Like evangelical Protestants, the Orthodox believe all theological knowledge is based upon God’s self-revelation. The Orthodox, however, argue that this revelation is conveyed to the world not only through Scripture but also through Apostolic Tradition; that is, Christ entrusted the divine revelation to the apostles, and they entrusted it to the church, which became the custodian and the interpreter of revelation. This heritage, or Deposit of Faith, is not to be understood as a set of normative doctrines but as a new reality or new life made available to the world by the incarnation of the Word and through the operation of the Holy Spirit.11

Generally speaking, the Orthodox hierarchy affirms that the Orthodox churches have kept the Deposit of Faith undistorted, just as the apostolic church received it.12 Under the influence of modern scholarship, however, a growing number of Orthodox theologians affirm that the Apostolic Tradition underwent transformations in the process of transmission and interpretation that resulted in the formation of a distinct ecclesiastical (church) tradition. Although these two traditions are not mutually exclusive, the Greek Orthodox theologian C.Konstantinidis, who is very active within the ecumenical movement, asserts that the “Apostolic Tradition is also ecclesial, but the ecclesiastical is large enough to contain some other forms of tradition, which are forms of tradition in the Church, but not directly apostolic.”13 This raises questions about the distinction between the two forms of tradition: Apostolic and ecclesiastical.

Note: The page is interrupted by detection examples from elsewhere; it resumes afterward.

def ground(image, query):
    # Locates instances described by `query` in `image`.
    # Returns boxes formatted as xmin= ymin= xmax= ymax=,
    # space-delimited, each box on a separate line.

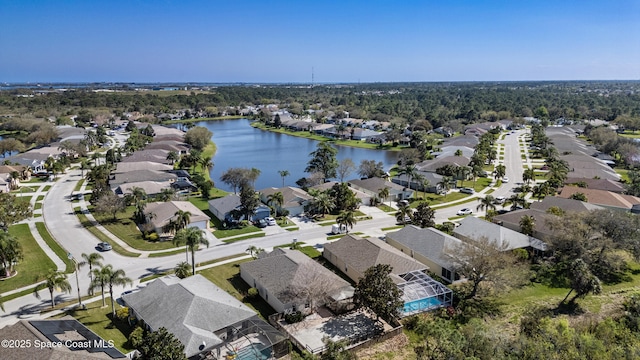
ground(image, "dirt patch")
xmin=356 ymin=334 xmax=415 ymax=360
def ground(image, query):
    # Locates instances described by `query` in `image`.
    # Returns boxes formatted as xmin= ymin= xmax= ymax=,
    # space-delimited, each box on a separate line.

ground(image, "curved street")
xmin=0 ymin=130 xmax=525 ymax=327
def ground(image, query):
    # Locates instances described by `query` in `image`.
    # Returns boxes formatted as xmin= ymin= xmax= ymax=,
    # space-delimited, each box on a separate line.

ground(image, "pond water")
xmin=196 ymin=119 xmax=398 ymax=191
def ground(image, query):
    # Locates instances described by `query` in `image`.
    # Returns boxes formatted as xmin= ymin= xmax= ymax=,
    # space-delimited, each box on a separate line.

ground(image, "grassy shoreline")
xmin=251 ymin=121 xmax=409 ymax=151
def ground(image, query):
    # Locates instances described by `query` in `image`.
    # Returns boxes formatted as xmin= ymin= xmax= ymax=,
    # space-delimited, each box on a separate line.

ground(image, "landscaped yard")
xmin=198 ymin=259 xmax=275 ymax=319
xmin=74 ymin=212 xmax=140 ymax=257
xmin=93 ymin=206 xmax=176 ymax=250
xmin=36 ymin=222 xmax=75 ymax=273
xmin=0 ymin=224 xmax=56 ymax=293
xmin=53 ymin=294 xmax=134 ymax=354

While all Orthodox scholars agree on the concept of the Apostolic Tradition, they disagree concerning both the mode of transmission and the content of what has been handed down. Generally speaking, there are two theories that attempt to explain this process: first, the “two-source” theory, which has been dominant in the Orthodox world since the Middle Ages; and second, the “one-source” theory, which is widely accepted among Orthodox scholars who participate in the ecumenical dialogue.

The “Two-Source” Approach

The Roman Catholic church at the Council of Trent (1546-1563) declared that “both saving truth and moral discipline” are “contained in the written books and the unwritten traditions, and it belongs to holy mother church…to judge of the true sense and interpretation of the Holy Scriptures.”14 This declaration strongly influenced the two-source approach.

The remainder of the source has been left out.